Quotient of free module

Let $R$ be a commutative ring with $1$ and let $J$ be a proper ideal of $R$ such that $R/J \cong R^n$ as $R$-modules where $n$ is some natural number. Does this imply that $J$ is the trivial ideal?

Basically I am trying to prove/disprove that if $J$ is a proper ideal of $R$ and $R/J$ is free then $J=0$ and above is my work.

Solution 1:

Correct me if I'm wrong, but isn't it obvious that if $J \neq 0$, $R/J$ can't be a free $R$-mod because anything in $J$ acts by $0$ on $R/J$? Therefore an equation like $jr = 0$ holds for $j \neq 0$, which can't happen if $R/J$ was free.

Solution 2:

Yes.

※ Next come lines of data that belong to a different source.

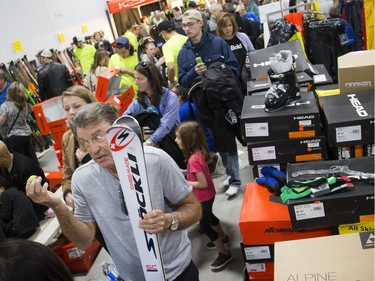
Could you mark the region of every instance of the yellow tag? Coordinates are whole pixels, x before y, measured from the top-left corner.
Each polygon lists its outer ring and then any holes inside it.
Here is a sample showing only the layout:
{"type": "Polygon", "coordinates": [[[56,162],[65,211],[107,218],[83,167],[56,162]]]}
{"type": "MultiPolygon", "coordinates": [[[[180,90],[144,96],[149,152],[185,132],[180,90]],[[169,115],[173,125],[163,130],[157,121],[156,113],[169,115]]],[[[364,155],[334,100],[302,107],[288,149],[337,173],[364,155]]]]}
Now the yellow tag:
{"type": "Polygon", "coordinates": [[[374,221],[339,225],[340,234],[374,231],[374,221]]]}
{"type": "Polygon", "coordinates": [[[57,37],[59,38],[59,42],[60,43],[64,43],[65,42],[65,35],[64,35],[64,33],[57,33],[57,37]]]}
{"type": "Polygon", "coordinates": [[[19,53],[19,52],[23,51],[22,44],[21,44],[20,40],[13,41],[12,45],[13,45],[13,49],[16,51],[16,53],[19,53]]]}
{"type": "Polygon", "coordinates": [[[82,24],[82,32],[83,32],[83,33],[87,33],[87,32],[89,32],[89,29],[87,28],[87,25],[86,25],[86,24],[82,24]]]}
{"type": "Polygon", "coordinates": [[[318,97],[328,97],[340,94],[340,89],[333,90],[315,90],[318,97]]]}

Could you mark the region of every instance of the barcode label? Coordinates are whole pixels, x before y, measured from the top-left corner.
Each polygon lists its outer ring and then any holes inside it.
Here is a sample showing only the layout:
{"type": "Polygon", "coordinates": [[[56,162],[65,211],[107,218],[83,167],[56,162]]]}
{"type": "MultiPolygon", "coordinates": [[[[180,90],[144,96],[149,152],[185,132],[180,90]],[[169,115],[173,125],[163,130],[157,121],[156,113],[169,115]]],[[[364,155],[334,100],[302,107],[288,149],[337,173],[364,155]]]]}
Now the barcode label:
{"type": "Polygon", "coordinates": [[[246,263],[247,272],[266,272],[266,263],[246,263]]]}
{"type": "Polygon", "coordinates": [[[268,246],[244,247],[246,260],[270,259],[271,251],[268,246]]]}
{"type": "Polygon", "coordinates": [[[275,146],[255,147],[251,151],[254,161],[276,159],[275,146]]]}
{"type": "Polygon", "coordinates": [[[246,137],[268,137],[268,123],[245,123],[246,137]]]}
{"type": "Polygon", "coordinates": [[[297,221],[321,218],[325,216],[324,205],[322,202],[297,205],[294,206],[294,214],[296,215],[297,221]]]}
{"type": "Polygon", "coordinates": [[[336,128],[336,141],[337,142],[359,141],[361,139],[362,139],[361,125],[336,128]]]}
{"type": "Polygon", "coordinates": [[[314,78],[314,83],[327,81],[327,78],[324,74],[314,75],[313,78],[314,78]]]}

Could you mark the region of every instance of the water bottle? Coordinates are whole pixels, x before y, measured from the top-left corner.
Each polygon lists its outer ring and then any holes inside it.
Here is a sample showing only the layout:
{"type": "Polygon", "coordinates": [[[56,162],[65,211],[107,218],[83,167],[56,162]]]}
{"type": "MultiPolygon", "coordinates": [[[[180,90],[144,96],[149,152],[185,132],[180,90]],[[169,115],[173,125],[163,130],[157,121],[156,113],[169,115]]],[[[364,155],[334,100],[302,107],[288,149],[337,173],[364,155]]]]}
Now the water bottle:
{"type": "Polygon", "coordinates": [[[116,266],[113,263],[103,261],[101,266],[103,268],[103,274],[107,277],[108,280],[124,281],[124,279],[122,279],[120,274],[117,272],[116,266]]]}

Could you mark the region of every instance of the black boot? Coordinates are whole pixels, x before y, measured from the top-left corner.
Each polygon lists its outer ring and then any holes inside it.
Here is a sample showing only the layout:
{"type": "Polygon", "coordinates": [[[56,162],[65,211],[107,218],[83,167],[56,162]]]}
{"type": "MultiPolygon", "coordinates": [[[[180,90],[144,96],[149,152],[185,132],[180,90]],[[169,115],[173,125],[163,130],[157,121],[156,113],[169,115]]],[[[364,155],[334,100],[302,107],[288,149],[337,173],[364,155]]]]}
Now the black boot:
{"type": "Polygon", "coordinates": [[[266,93],[266,112],[283,108],[288,103],[301,98],[297,76],[294,67],[294,57],[291,51],[280,51],[270,57],[271,68],[268,75],[275,83],[266,93]]]}

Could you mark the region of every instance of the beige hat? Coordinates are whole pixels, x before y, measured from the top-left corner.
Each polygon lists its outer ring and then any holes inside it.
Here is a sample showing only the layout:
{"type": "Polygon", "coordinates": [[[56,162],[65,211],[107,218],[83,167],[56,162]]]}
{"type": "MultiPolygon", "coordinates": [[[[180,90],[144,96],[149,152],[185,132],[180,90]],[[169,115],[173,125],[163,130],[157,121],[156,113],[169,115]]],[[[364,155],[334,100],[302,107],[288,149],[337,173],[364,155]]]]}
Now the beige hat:
{"type": "Polygon", "coordinates": [[[52,58],[52,53],[50,50],[48,49],[44,49],[41,53],[40,53],[40,56],[41,57],[45,57],[45,58],[52,58]]]}
{"type": "Polygon", "coordinates": [[[201,12],[198,10],[187,10],[183,15],[183,19],[203,20],[201,12]]]}

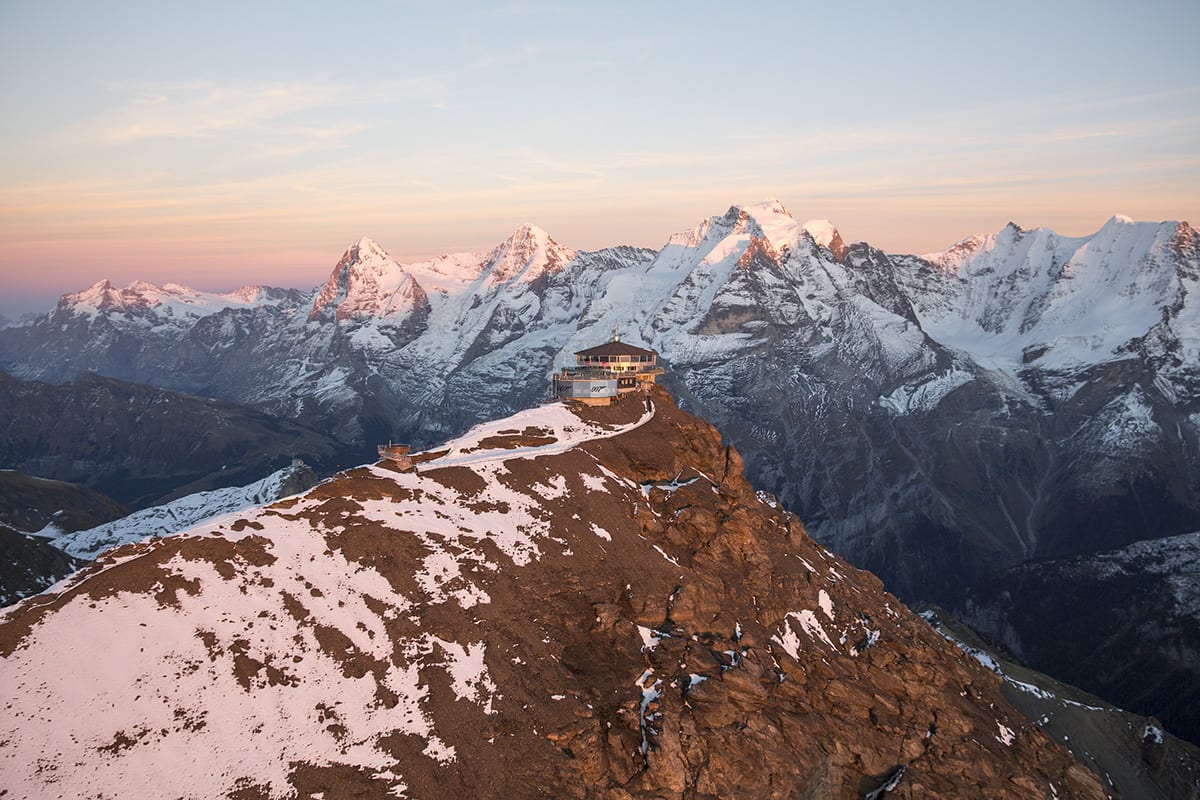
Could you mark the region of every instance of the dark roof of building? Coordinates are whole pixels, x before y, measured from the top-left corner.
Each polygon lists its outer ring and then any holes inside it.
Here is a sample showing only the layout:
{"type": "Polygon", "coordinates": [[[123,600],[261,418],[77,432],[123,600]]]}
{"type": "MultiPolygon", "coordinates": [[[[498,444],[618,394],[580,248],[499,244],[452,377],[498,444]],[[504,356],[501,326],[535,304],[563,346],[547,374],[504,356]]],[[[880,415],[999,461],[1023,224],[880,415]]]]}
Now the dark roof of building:
{"type": "Polygon", "coordinates": [[[605,344],[599,344],[595,347],[589,347],[587,350],[580,350],[575,355],[577,356],[656,356],[658,353],[653,350],[646,350],[641,347],[634,347],[627,342],[612,341],[605,344]]]}

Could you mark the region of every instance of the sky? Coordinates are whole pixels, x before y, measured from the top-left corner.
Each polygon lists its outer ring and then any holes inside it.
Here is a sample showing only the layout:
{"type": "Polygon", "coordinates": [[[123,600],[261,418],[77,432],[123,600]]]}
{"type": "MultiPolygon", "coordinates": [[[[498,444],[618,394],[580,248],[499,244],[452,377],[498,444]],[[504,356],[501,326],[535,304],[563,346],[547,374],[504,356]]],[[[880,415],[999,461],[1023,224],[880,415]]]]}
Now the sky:
{"type": "Polygon", "coordinates": [[[1200,225],[1200,3],[0,0],[0,314],[102,278],[308,289],[524,223],[659,247],[1200,225]]]}

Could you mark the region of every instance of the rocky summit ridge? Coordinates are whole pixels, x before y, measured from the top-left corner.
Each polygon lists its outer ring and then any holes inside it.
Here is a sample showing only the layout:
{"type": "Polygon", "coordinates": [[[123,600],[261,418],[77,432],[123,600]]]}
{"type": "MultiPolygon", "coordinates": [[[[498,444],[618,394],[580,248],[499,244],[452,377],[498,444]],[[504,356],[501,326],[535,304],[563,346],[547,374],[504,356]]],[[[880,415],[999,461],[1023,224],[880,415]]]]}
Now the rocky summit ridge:
{"type": "Polygon", "coordinates": [[[660,389],[413,460],[7,609],[7,796],[1106,796],[660,389]]]}

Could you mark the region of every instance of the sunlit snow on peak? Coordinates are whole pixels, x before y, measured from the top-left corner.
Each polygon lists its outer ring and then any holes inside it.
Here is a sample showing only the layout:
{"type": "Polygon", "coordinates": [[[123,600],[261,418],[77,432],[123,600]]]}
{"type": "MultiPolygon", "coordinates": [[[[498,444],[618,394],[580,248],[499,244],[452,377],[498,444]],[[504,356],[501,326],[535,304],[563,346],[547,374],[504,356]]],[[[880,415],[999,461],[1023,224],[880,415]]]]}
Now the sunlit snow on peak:
{"type": "Polygon", "coordinates": [[[803,227],[804,230],[808,232],[808,235],[813,238],[813,241],[821,245],[821,247],[828,247],[832,249],[834,242],[840,241],[842,238],[838,233],[838,229],[835,228],[833,223],[827,219],[810,219],[801,227],[803,227]]]}

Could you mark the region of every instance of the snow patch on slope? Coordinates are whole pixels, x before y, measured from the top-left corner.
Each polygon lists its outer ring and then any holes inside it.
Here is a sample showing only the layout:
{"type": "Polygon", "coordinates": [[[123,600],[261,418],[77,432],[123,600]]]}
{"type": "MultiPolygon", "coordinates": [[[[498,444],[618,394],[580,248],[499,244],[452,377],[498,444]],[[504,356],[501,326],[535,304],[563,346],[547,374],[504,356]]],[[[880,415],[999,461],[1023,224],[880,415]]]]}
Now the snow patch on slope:
{"type": "MultiPolygon", "coordinates": [[[[422,707],[428,687],[420,673],[440,666],[455,675],[463,669],[457,653],[395,664],[385,620],[369,601],[385,600],[396,611],[408,601],[373,570],[330,552],[307,521],[258,520],[269,525],[262,535],[272,563],[226,561],[223,569],[239,573],[231,580],[213,563],[176,556],[168,565],[174,577],[195,589],[176,590],[174,603],[153,593],[79,594],[10,655],[13,691],[3,723],[10,789],[44,786],[48,770],[58,785],[86,786],[98,796],[122,796],[132,774],[147,796],[175,796],[186,786],[193,796],[218,797],[239,779],[282,796],[294,763],[321,764],[336,754],[342,763],[386,773],[391,759],[376,743],[393,730],[425,740],[435,760],[454,760],[422,707]],[[266,581],[272,591],[242,590],[266,581]],[[301,619],[289,597],[303,598],[301,619]],[[91,624],[97,608],[103,629],[91,624]],[[212,608],[237,613],[215,615],[212,608]],[[193,627],[197,620],[201,626],[193,627]],[[347,637],[382,673],[348,676],[321,641],[322,630],[347,637]],[[77,650],[91,654],[94,680],[80,680],[64,657],[77,650]],[[30,666],[39,663],[61,668],[30,666]],[[239,663],[261,667],[239,678],[239,663]],[[390,705],[379,702],[379,686],[392,693],[390,705]],[[253,748],[242,745],[246,731],[254,734],[253,748]],[[85,755],[97,750],[108,757],[85,755]]],[[[229,522],[214,538],[243,538],[229,522]]],[[[462,647],[469,651],[471,644],[462,647]]],[[[424,642],[412,651],[424,652],[424,642]]],[[[476,684],[486,689],[486,678],[476,684]]]]}
{"type": "Polygon", "coordinates": [[[974,380],[974,376],[965,370],[952,369],[945,373],[934,375],[929,380],[920,383],[897,386],[891,394],[880,397],[879,404],[897,414],[911,414],[916,411],[929,411],[937,407],[946,395],[960,386],[965,386],[974,380]]]}
{"type": "MultiPolygon", "coordinates": [[[[429,467],[478,466],[488,462],[502,462],[510,458],[537,458],[564,453],[579,444],[596,439],[608,439],[645,425],[654,417],[653,407],[636,422],[628,425],[599,425],[585,422],[567,409],[563,403],[548,403],[537,408],[519,411],[503,420],[484,422],[467,431],[457,439],[447,442],[433,453],[443,453],[422,464],[429,467]],[[504,442],[504,431],[533,428],[540,437],[553,439],[546,444],[508,447],[504,442]],[[488,446],[486,440],[501,442],[488,446]]],[[[431,453],[432,454],[432,453],[431,453]]]]}
{"type": "Polygon", "coordinates": [[[58,536],[52,544],[76,558],[90,561],[109,548],[138,542],[151,536],[169,536],[251,506],[282,498],[285,483],[297,473],[285,467],[249,486],[214,489],[144,508],[94,528],[58,536]]]}

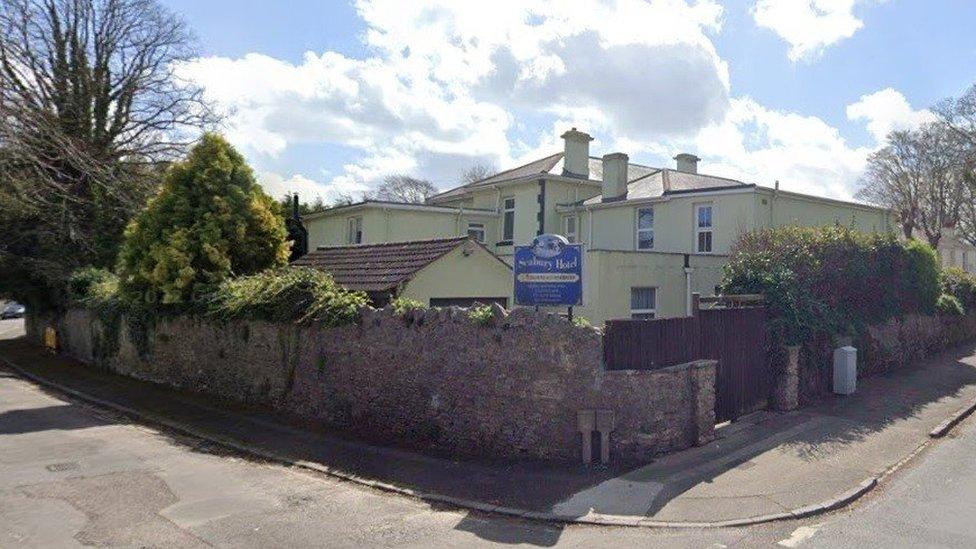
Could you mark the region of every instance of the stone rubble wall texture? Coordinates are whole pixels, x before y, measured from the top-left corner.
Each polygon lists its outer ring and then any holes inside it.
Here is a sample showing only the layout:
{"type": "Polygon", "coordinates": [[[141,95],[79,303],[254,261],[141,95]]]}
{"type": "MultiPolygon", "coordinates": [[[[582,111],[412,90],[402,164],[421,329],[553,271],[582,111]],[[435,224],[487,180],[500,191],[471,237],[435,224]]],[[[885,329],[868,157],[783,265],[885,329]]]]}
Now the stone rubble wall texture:
{"type": "Polygon", "coordinates": [[[910,367],[957,345],[976,340],[976,316],[908,315],[868,326],[853,341],[820,336],[800,351],[799,393],[805,404],[832,392],[833,352],[841,344],[857,348],[858,378],[910,367]]]}
{"type": "Polygon", "coordinates": [[[180,317],[143,332],[83,310],[55,324],[64,352],[110,371],[438,455],[577,461],[586,409],[614,412],[617,462],[714,429],[714,361],[607,371],[597,330],[528,309],[487,325],[457,308],[367,309],[340,328],[180,317]]]}

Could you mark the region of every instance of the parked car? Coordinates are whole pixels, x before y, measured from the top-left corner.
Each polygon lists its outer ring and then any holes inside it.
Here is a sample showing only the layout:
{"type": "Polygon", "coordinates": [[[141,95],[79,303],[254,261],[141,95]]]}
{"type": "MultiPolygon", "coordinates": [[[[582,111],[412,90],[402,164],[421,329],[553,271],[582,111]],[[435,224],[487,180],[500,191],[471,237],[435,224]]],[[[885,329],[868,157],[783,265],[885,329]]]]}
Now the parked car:
{"type": "Polygon", "coordinates": [[[26,310],[24,306],[20,303],[8,303],[3,311],[0,311],[0,320],[7,320],[8,318],[24,318],[24,313],[26,310]]]}

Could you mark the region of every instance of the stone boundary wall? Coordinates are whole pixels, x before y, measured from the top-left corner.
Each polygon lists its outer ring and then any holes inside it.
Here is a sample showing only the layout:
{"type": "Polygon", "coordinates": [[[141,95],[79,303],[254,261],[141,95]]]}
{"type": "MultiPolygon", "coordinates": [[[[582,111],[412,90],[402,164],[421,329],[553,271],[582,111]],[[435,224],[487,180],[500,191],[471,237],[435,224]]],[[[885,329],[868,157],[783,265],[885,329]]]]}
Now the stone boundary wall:
{"type": "Polygon", "coordinates": [[[976,316],[908,315],[884,324],[867,326],[852,338],[815,337],[789,360],[787,349],[771,349],[777,372],[772,400],[777,409],[793,409],[833,392],[833,352],[853,345],[857,349],[857,376],[866,378],[911,367],[955,346],[976,341],[976,316]],[[789,403],[795,402],[792,407],[789,403]]]}
{"type": "Polygon", "coordinates": [[[438,455],[577,461],[584,410],[613,412],[615,462],[713,436],[715,361],[607,371],[599,331],[530,309],[498,309],[487,325],[457,308],[366,309],[340,328],[189,317],[106,326],[85,310],[31,322],[53,323],[62,352],[112,372],[438,455]]]}

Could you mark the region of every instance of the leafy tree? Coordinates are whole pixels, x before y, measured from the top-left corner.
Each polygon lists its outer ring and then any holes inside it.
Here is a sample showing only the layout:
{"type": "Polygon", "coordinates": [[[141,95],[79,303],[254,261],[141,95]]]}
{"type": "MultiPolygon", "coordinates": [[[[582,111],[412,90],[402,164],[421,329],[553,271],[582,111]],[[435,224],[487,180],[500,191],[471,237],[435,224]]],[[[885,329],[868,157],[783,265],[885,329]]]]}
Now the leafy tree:
{"type": "Polygon", "coordinates": [[[156,0],[0,1],[0,294],[63,300],[115,262],[161,165],[214,120],[176,75],[192,57],[156,0]]]}
{"type": "Polygon", "coordinates": [[[244,158],[204,135],[162,190],[126,228],[119,278],[130,299],[185,303],[232,275],[284,265],[280,205],[264,194],[244,158]]]}
{"type": "MultiPolygon", "coordinates": [[[[295,194],[297,195],[298,193],[295,194]]],[[[294,199],[291,195],[286,194],[279,201],[281,203],[281,213],[285,218],[289,218],[292,215],[292,208],[294,207],[292,202],[293,200],[294,199]]],[[[301,200],[298,202],[299,215],[308,215],[310,213],[321,212],[326,208],[328,208],[328,206],[325,204],[325,200],[323,200],[321,196],[316,196],[315,200],[312,202],[303,202],[301,200]]]]}

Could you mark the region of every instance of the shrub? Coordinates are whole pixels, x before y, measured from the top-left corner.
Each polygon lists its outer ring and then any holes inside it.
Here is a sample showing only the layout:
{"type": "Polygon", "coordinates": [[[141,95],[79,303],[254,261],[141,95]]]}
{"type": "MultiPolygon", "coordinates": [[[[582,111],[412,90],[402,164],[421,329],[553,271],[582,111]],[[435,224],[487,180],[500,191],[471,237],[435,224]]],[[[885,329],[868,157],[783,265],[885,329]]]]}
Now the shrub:
{"type": "Polygon", "coordinates": [[[917,299],[908,308],[923,314],[932,314],[935,312],[936,301],[942,294],[939,284],[939,257],[931,246],[921,240],[909,240],[904,247],[908,260],[902,278],[904,292],[917,299]]]}
{"type": "Polygon", "coordinates": [[[279,207],[233,147],[204,135],[126,228],[119,254],[123,291],[132,299],[185,303],[232,275],[284,265],[288,243],[279,207]]]}
{"type": "Polygon", "coordinates": [[[210,295],[208,312],[224,319],[320,322],[341,326],[355,321],[368,303],[327,273],[283,267],[224,281],[210,295]]]}
{"type": "Polygon", "coordinates": [[[943,316],[962,316],[966,314],[962,304],[955,296],[942,294],[935,302],[935,311],[943,316]]]}
{"type": "Polygon", "coordinates": [[[426,308],[424,307],[423,303],[417,301],[416,299],[410,299],[409,297],[398,297],[394,299],[390,305],[393,306],[393,312],[398,315],[405,315],[410,311],[426,308]]]}
{"type": "Polygon", "coordinates": [[[106,269],[86,267],[68,277],[69,304],[96,307],[119,299],[119,279],[106,269]]]}
{"type": "Polygon", "coordinates": [[[795,344],[908,313],[931,314],[938,272],[924,243],[841,226],[782,227],[740,237],[722,291],[765,295],[771,329],[795,344]]]}
{"type": "Polygon", "coordinates": [[[966,311],[976,311],[976,277],[960,269],[948,267],[942,270],[942,293],[959,300],[966,311]]]}
{"type": "Polygon", "coordinates": [[[475,305],[468,309],[468,318],[482,326],[491,324],[491,319],[494,317],[495,313],[492,312],[490,305],[475,305]]]}

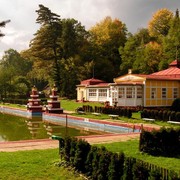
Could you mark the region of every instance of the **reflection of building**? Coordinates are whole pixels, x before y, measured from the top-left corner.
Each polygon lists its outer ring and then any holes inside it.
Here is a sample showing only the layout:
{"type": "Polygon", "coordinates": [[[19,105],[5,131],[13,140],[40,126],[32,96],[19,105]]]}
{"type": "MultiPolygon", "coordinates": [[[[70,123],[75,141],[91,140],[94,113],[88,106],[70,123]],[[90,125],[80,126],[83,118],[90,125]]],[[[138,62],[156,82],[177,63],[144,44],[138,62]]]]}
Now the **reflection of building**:
{"type": "Polygon", "coordinates": [[[32,114],[32,116],[38,116],[42,114],[42,106],[40,105],[41,100],[37,88],[34,86],[30,95],[31,99],[28,99],[27,110],[32,114]]]}
{"type": "Polygon", "coordinates": [[[114,83],[98,79],[81,81],[77,85],[78,101],[109,101],[110,105],[161,107],[171,106],[180,94],[180,62],[173,61],[169,68],[149,75],[129,73],[114,78],[114,83]]]}
{"type": "Polygon", "coordinates": [[[47,134],[49,136],[52,136],[52,135],[60,135],[62,133],[62,130],[63,130],[63,126],[61,125],[57,125],[57,124],[53,124],[53,123],[50,123],[50,122],[44,122],[44,127],[47,131],[47,134]]]}
{"type": "Polygon", "coordinates": [[[57,87],[54,86],[52,89],[52,95],[50,95],[50,100],[47,101],[48,105],[47,105],[46,112],[56,113],[56,114],[63,113],[63,109],[61,108],[58,97],[59,96],[57,95],[57,87]]]}
{"type": "Polygon", "coordinates": [[[39,133],[40,129],[42,128],[42,119],[40,118],[32,118],[32,119],[27,119],[26,120],[28,129],[30,133],[32,134],[32,137],[36,137],[37,134],[39,133]]]}

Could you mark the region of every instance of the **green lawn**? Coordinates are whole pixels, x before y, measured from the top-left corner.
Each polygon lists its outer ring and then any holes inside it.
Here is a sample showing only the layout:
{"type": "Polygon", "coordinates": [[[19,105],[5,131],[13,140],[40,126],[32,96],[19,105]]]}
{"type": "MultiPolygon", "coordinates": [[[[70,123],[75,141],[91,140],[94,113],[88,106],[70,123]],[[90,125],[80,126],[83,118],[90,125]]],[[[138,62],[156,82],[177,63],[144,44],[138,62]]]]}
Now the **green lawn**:
{"type": "Polygon", "coordinates": [[[94,106],[104,106],[102,103],[98,102],[76,102],[76,100],[69,100],[69,99],[61,99],[61,107],[67,111],[75,111],[78,107],[82,107],[83,105],[90,105],[94,106]]]}
{"type": "MultiPolygon", "coordinates": [[[[176,172],[180,170],[180,159],[153,157],[140,153],[138,151],[138,140],[103,144],[103,146],[110,151],[123,151],[126,156],[135,157],[163,168],[176,172]]],[[[83,180],[72,170],[57,166],[59,161],[58,149],[0,152],[0,179],[83,180]]]]}
{"type": "Polygon", "coordinates": [[[83,179],[73,171],[58,167],[58,162],[58,149],[0,152],[0,179],[83,179]]]}
{"type": "MultiPolygon", "coordinates": [[[[61,103],[61,107],[66,111],[75,111],[75,109],[77,109],[78,107],[82,107],[83,105],[90,105],[92,107],[94,107],[94,106],[104,106],[103,103],[98,103],[98,102],[76,102],[76,100],[69,100],[69,99],[61,99],[60,103],[61,103]]],[[[0,105],[26,109],[25,105],[20,105],[20,104],[9,104],[9,103],[2,104],[2,103],[0,103],[0,105]]],[[[109,119],[109,116],[106,115],[106,114],[102,114],[101,116],[95,116],[95,115],[92,115],[91,113],[86,113],[85,115],[74,113],[73,115],[74,116],[84,117],[84,118],[92,118],[92,119],[102,119],[102,120],[109,119]]],[[[132,118],[131,119],[126,118],[126,117],[119,117],[119,120],[124,121],[126,123],[156,124],[156,125],[159,125],[159,126],[167,126],[167,127],[175,127],[175,128],[179,127],[179,125],[168,124],[168,123],[162,122],[162,121],[156,121],[156,122],[153,122],[153,123],[143,121],[141,119],[141,117],[140,117],[140,112],[132,113],[132,118]]],[[[113,121],[113,120],[111,120],[111,121],[113,121]]]]}
{"type": "MultiPolygon", "coordinates": [[[[98,145],[102,146],[102,145],[98,145]]],[[[167,157],[155,157],[148,154],[141,153],[138,150],[139,141],[130,140],[126,142],[116,142],[110,144],[103,144],[108,150],[112,152],[124,152],[126,156],[135,157],[143,161],[155,164],[157,166],[174,170],[180,173],[180,157],[178,158],[167,158],[167,157]]]]}

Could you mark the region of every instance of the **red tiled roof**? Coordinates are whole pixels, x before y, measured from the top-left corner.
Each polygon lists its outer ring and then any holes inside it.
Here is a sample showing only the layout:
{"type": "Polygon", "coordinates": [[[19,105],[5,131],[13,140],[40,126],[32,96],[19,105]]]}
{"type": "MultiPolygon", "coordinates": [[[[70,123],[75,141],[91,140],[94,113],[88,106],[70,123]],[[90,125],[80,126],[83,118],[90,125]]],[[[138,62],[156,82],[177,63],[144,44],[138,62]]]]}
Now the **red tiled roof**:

A nice way to see this is via the annihilator $\operatorname{ann}(M)$ of a module $M$: it is the set of all $x \in R$ such that $xm = 0$ for all $m \in M$. One shows immediately that $\operatorname{ann}(M)$ is an ideal of $R$ and that isomorphic modules have equal annihilators.

If you take annihilators of both sides of your isomorphism $R/J \cong R^n$, you'll get the desired conclusion. I could say more, but I'll leave it up to you for now because this is a very important and enlightening exercise.